I have personally created mandalas as part of a ceremony, in gratitude, or to mark the beginning or the end of something; completing my yoga teacher training, crossing the threshold into motherhood and welcoming a child, and saying goodbye to a place, or as an offering for a friend. 

After my first son was born, I was gifted Morning Altars by Day Schildkret. I read and learned and shared this practice with my students. Then, this past fall, I was out on a hike on the top of a mountain and I saw a mandala that someone had created and offered. It brought me so much joy. Inspired, I began to look around, notice and gather, creating my own offering nearby. 

This became a daily meditation.

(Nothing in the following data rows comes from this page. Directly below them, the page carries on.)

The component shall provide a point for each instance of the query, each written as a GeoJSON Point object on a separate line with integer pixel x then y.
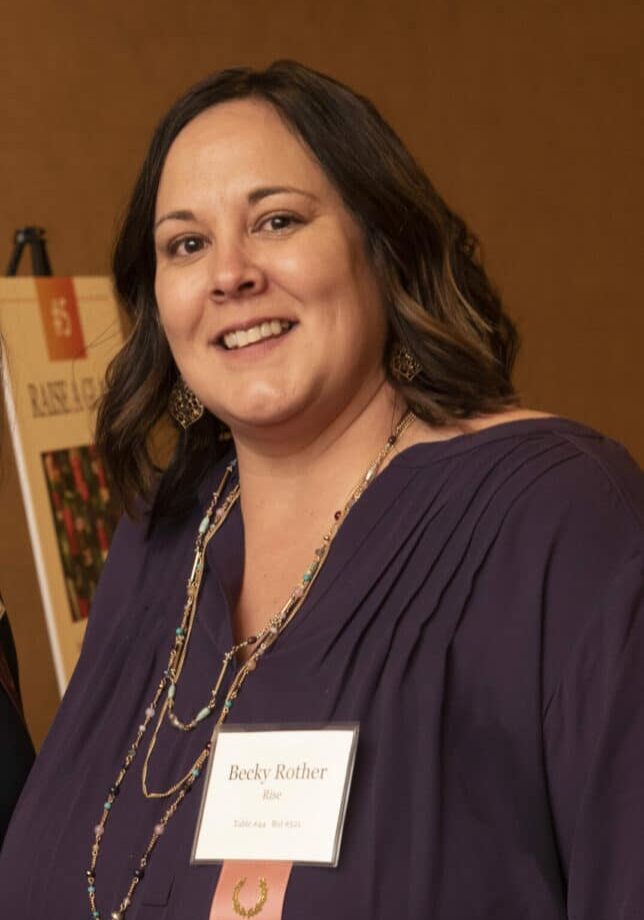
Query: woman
{"type": "Point", "coordinates": [387, 540]}
{"type": "Point", "coordinates": [15, 744]}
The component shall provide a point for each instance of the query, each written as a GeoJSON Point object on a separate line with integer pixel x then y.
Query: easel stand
{"type": "Point", "coordinates": [33, 237]}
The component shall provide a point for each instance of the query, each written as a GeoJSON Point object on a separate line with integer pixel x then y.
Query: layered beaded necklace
{"type": "Point", "coordinates": [163, 703]}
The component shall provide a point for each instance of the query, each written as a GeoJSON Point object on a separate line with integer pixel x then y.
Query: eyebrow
{"type": "Point", "coordinates": [256, 195]}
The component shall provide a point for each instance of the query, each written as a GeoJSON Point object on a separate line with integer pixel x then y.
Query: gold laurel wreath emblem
{"type": "Point", "coordinates": [257, 907]}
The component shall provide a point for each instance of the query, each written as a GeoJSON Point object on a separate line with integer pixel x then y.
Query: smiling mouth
{"type": "Point", "coordinates": [242, 338]}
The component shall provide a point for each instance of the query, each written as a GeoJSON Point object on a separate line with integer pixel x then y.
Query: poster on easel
{"type": "Point", "coordinates": [59, 336]}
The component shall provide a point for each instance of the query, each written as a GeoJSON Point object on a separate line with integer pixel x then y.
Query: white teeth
{"type": "Point", "coordinates": [266, 330]}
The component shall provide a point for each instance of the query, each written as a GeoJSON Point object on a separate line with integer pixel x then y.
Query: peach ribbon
{"type": "Point", "coordinates": [276, 876]}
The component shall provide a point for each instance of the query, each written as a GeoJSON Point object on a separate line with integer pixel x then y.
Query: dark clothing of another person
{"type": "Point", "coordinates": [480, 614]}
{"type": "Point", "coordinates": [16, 750]}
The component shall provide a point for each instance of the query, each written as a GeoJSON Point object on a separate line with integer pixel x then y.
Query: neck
{"type": "Point", "coordinates": [313, 470]}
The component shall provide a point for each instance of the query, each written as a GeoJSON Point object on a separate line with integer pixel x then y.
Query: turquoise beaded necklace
{"type": "Point", "coordinates": [163, 702]}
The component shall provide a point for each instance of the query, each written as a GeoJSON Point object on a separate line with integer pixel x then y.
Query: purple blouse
{"type": "Point", "coordinates": [480, 614]}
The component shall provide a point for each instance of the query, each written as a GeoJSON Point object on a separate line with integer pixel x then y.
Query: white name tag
{"type": "Point", "coordinates": [276, 793]}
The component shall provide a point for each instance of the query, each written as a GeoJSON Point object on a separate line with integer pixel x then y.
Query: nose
{"type": "Point", "coordinates": [235, 274]}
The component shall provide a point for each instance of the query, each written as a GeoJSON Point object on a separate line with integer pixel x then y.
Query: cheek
{"type": "Point", "coordinates": [178, 303]}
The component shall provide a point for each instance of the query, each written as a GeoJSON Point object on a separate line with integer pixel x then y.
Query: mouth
{"type": "Point", "coordinates": [236, 339]}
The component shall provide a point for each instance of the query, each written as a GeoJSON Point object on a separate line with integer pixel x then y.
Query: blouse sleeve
{"type": "Point", "coordinates": [594, 749]}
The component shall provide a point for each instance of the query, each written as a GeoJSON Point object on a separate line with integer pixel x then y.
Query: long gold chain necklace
{"type": "Point", "coordinates": [213, 519]}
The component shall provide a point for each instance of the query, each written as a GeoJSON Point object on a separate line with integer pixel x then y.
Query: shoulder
{"type": "Point", "coordinates": [543, 467]}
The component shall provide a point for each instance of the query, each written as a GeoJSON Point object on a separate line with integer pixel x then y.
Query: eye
{"type": "Point", "coordinates": [185, 246]}
{"type": "Point", "coordinates": [279, 223]}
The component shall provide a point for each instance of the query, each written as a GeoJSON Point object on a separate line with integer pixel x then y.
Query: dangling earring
{"type": "Point", "coordinates": [184, 407]}
{"type": "Point", "coordinates": [402, 364]}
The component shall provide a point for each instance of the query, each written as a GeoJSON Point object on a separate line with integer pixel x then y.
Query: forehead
{"type": "Point", "coordinates": [234, 146]}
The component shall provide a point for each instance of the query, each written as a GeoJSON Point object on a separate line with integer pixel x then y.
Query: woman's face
{"type": "Point", "coordinates": [264, 287]}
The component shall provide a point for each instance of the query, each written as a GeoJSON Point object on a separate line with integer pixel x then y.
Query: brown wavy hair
{"type": "Point", "coordinates": [440, 303]}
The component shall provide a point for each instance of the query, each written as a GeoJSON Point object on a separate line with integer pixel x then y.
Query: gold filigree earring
{"type": "Point", "coordinates": [403, 365]}
{"type": "Point", "coordinates": [184, 407]}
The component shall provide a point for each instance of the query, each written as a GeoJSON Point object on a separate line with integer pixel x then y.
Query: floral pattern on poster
{"type": "Point", "coordinates": [85, 515]}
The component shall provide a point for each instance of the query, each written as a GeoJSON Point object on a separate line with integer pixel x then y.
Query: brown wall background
{"type": "Point", "coordinates": [526, 115]}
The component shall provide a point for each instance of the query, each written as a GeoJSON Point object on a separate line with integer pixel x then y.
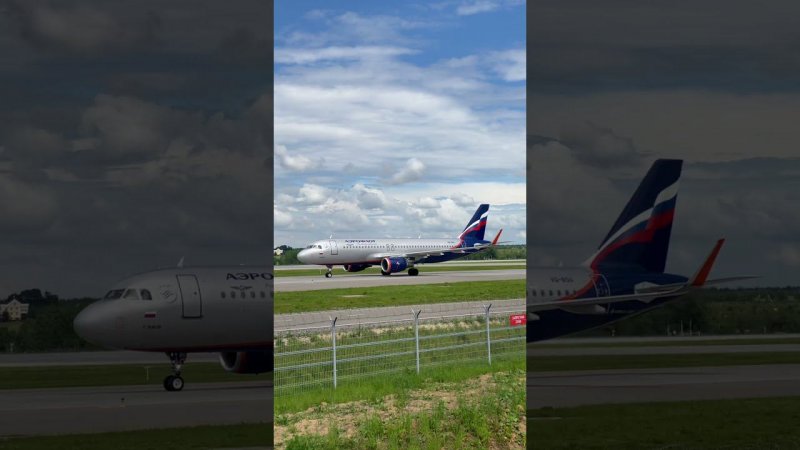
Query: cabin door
{"type": "Point", "coordinates": [190, 296]}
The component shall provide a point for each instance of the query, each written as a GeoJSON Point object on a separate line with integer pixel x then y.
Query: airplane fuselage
{"type": "Point", "coordinates": [371, 251]}
{"type": "Point", "coordinates": [548, 284]}
{"type": "Point", "coordinates": [189, 310]}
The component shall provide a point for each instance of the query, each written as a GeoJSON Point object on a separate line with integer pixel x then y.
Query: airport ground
{"type": "Point", "coordinates": [687, 393]}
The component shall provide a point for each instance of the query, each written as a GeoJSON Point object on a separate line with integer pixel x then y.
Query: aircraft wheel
{"type": "Point", "coordinates": [173, 383]}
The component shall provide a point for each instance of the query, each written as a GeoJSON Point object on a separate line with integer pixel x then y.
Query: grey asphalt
{"type": "Point", "coordinates": [122, 408]}
{"type": "Point", "coordinates": [338, 281]}
{"type": "Point", "coordinates": [591, 387]}
{"type": "Point", "coordinates": [392, 314]}
{"type": "Point", "coordinates": [95, 358]}
{"type": "Point", "coordinates": [661, 350]}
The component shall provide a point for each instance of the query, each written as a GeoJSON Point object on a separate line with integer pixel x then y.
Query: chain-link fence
{"type": "Point", "coordinates": [344, 349]}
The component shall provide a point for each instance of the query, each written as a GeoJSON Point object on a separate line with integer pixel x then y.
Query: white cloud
{"type": "Point", "coordinates": [412, 171]}
{"type": "Point", "coordinates": [476, 7]}
{"type": "Point", "coordinates": [297, 163]}
{"type": "Point", "coordinates": [313, 55]}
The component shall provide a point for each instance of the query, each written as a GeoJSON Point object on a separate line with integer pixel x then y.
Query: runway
{"type": "Point", "coordinates": [338, 281]}
{"type": "Point", "coordinates": [386, 315]}
{"type": "Point", "coordinates": [575, 388]}
{"type": "Point", "coordinates": [94, 358]}
{"type": "Point", "coordinates": [121, 408]}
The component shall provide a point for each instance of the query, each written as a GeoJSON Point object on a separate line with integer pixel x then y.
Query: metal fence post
{"type": "Point", "coordinates": [416, 334]}
{"type": "Point", "coordinates": [333, 341]}
{"type": "Point", "coordinates": [488, 336]}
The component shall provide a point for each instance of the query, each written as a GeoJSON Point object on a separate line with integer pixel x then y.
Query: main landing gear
{"type": "Point", "coordinates": [174, 382]}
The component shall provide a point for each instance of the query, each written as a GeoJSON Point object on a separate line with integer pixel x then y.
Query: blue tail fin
{"type": "Point", "coordinates": [640, 236]}
{"type": "Point", "coordinates": [476, 227]}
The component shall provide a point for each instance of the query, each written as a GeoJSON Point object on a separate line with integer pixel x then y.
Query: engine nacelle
{"type": "Point", "coordinates": [355, 267]}
{"type": "Point", "coordinates": [246, 362]}
{"type": "Point", "coordinates": [391, 265]}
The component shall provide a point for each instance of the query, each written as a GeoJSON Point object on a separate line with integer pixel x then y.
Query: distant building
{"type": "Point", "coordinates": [14, 310]}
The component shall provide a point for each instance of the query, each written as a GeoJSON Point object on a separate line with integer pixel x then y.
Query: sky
{"type": "Point", "coordinates": [614, 85]}
{"type": "Point", "coordinates": [397, 119]}
{"type": "Point", "coordinates": [132, 134]}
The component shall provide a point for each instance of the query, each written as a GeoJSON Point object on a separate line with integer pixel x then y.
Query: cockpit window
{"type": "Point", "coordinates": [114, 294]}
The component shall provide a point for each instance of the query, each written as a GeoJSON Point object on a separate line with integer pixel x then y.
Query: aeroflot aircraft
{"type": "Point", "coordinates": [625, 275]}
{"type": "Point", "coordinates": [397, 255]}
{"type": "Point", "coordinates": [178, 311]}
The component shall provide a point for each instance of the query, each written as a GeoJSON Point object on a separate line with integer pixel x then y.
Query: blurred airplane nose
{"type": "Point", "coordinates": [303, 256]}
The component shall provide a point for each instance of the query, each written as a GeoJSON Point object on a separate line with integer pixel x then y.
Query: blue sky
{"type": "Point", "coordinates": [397, 120]}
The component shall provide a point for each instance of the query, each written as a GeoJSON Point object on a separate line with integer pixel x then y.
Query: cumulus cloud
{"type": "Point", "coordinates": [412, 171]}
{"type": "Point", "coordinates": [298, 163]}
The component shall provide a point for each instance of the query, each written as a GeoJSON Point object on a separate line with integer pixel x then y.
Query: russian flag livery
{"type": "Point", "coordinates": [476, 227]}
{"type": "Point", "coordinates": [640, 236]}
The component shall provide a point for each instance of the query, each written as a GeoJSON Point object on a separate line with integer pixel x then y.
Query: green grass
{"type": "Point", "coordinates": [598, 362]}
{"type": "Point", "coordinates": [205, 437]}
{"type": "Point", "coordinates": [491, 419]}
{"type": "Point", "coordinates": [371, 297]}
{"type": "Point", "coordinates": [671, 343]}
{"type": "Point", "coordinates": [376, 387]}
{"type": "Point", "coordinates": [112, 375]}
{"type": "Point", "coordinates": [756, 424]}
{"type": "Point", "coordinates": [339, 272]}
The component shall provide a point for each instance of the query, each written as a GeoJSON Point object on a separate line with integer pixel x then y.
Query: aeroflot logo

Every time I took a walk, went on a hike, or even went out in the backyard, I would wander, gather, clear, create, offer and let go. Many times I was with one or both of my children. They were interested and would join me, which was beautiful. Sometimes, my youngest would end up destroying a mandala mid-creation, which was frustrating in the moment, but then it made me smile, because leave it to a toddler to remind you of impermanence.

I would have stayed out there for hours, and that is what I encourage you to do if you have the time. However, if you only can get in a short walk or even a couple of minutes like I did, you can still connect with nature and come back home to yourself through this beautiful practice. This is also a practice you can take anywhere, giving you a reason to interact with different natural environments, while becoming a part of your transformative journey.

The Practice

Wander & Notice: I wander or sit in the woods, on a beach, in my yard, or along a river. I pause and notice. What do I see? What shapes, colors, textures, sizes are here. 

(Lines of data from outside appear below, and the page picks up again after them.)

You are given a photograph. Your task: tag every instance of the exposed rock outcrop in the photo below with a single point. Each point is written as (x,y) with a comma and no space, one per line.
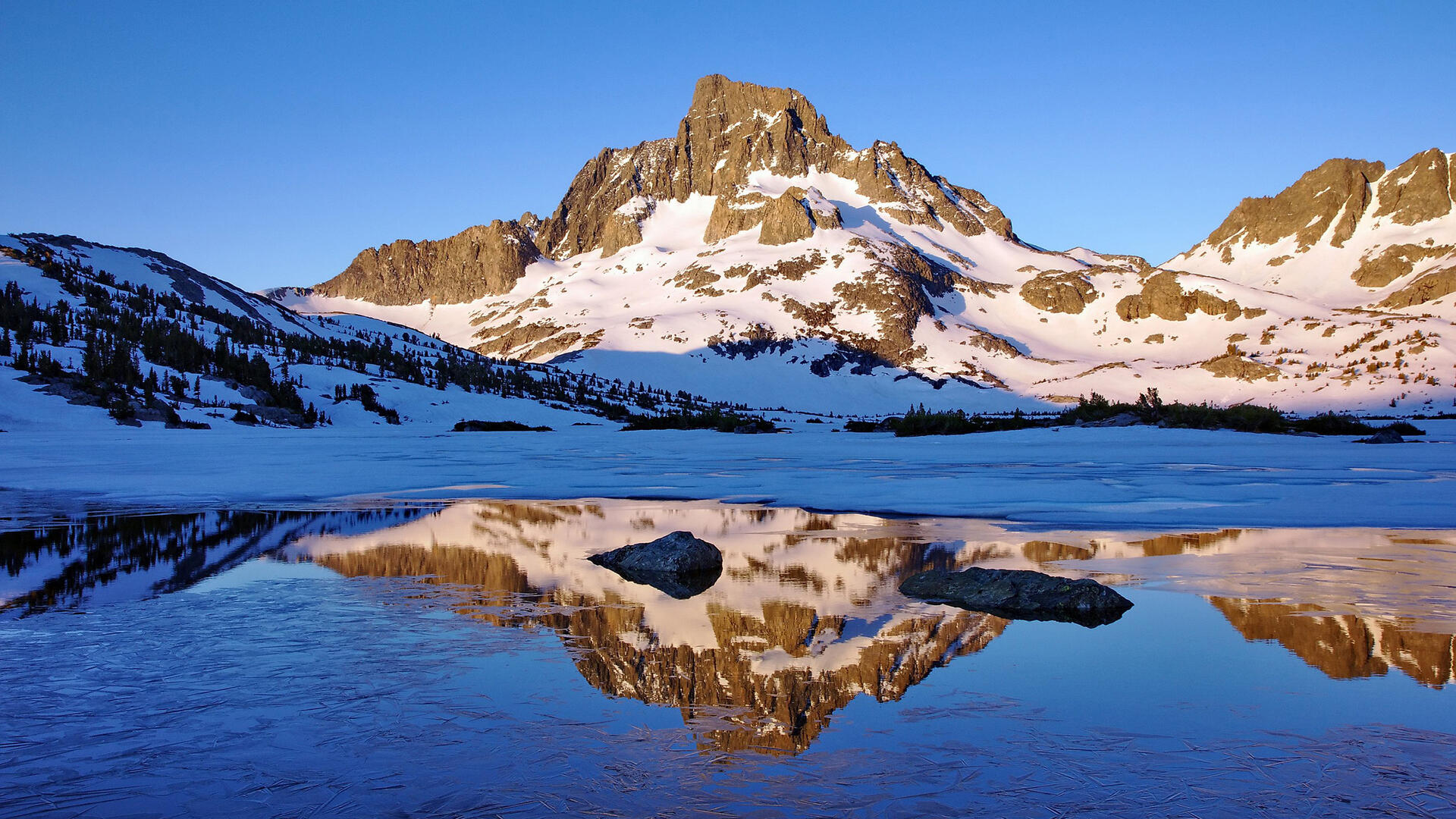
(1235,365)
(1395,261)
(478,261)
(1164,297)
(1426,289)
(1059,292)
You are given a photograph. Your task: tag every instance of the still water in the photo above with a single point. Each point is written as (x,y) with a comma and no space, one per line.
(466,659)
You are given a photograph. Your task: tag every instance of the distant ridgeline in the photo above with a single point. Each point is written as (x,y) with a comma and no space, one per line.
(146,352)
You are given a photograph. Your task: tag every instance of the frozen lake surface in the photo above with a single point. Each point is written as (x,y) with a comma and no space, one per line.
(1084,477)
(466,659)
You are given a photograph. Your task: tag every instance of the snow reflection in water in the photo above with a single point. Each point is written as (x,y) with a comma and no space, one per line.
(277,687)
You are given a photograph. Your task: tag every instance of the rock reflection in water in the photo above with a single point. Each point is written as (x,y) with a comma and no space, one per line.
(804,618)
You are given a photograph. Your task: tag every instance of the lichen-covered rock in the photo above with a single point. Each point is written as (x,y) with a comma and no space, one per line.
(478,261)
(1019,595)
(677,564)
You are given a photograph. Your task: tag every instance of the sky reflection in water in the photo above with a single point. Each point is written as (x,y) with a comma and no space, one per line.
(475,642)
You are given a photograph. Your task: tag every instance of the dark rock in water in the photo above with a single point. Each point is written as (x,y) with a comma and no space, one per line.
(497,428)
(677,564)
(1019,595)
(1383,436)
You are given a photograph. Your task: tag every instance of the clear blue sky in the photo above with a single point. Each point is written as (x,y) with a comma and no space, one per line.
(268,143)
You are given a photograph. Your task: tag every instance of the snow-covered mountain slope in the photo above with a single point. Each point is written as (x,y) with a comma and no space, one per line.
(758,257)
(93,334)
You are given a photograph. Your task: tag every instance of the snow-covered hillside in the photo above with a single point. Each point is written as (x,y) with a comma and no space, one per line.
(758,257)
(96,335)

Gather: Bring a basket or something to hold your treasures in. I try to use only fallen leaves and sticks if I can, sort of a personal challenge, but any colors, textures or shapes you want to work with will work! 

Clear: Choose a place and mindfully clear space. Gently brush away fallen leaves leaving a circle of earth as your canvas.  Pay attention to the earth and the elements, is the ground slanted? Will you be disrupting ants as they work? Is it too windy? Is it snowing?

Create: Let it be intuitive to unfold as you go. Allow yourself to arrange and rearrange.  Start in the center and build out from there. Adjust with as much care and symmetry as possible.

Offer: Take time to admire. Perhaps sit in short meditation. Take a photo, or don’t. I love to leave mandalas on the side of a trail and hope that someone will discover it while wandering on the trail later that day or week. 

Let Go: Creating a nature mandala is the ultimate reminder of impermanence. Of all things and of human life. It is one of my favorite daily mindfulness and meditation practices. Enjoy!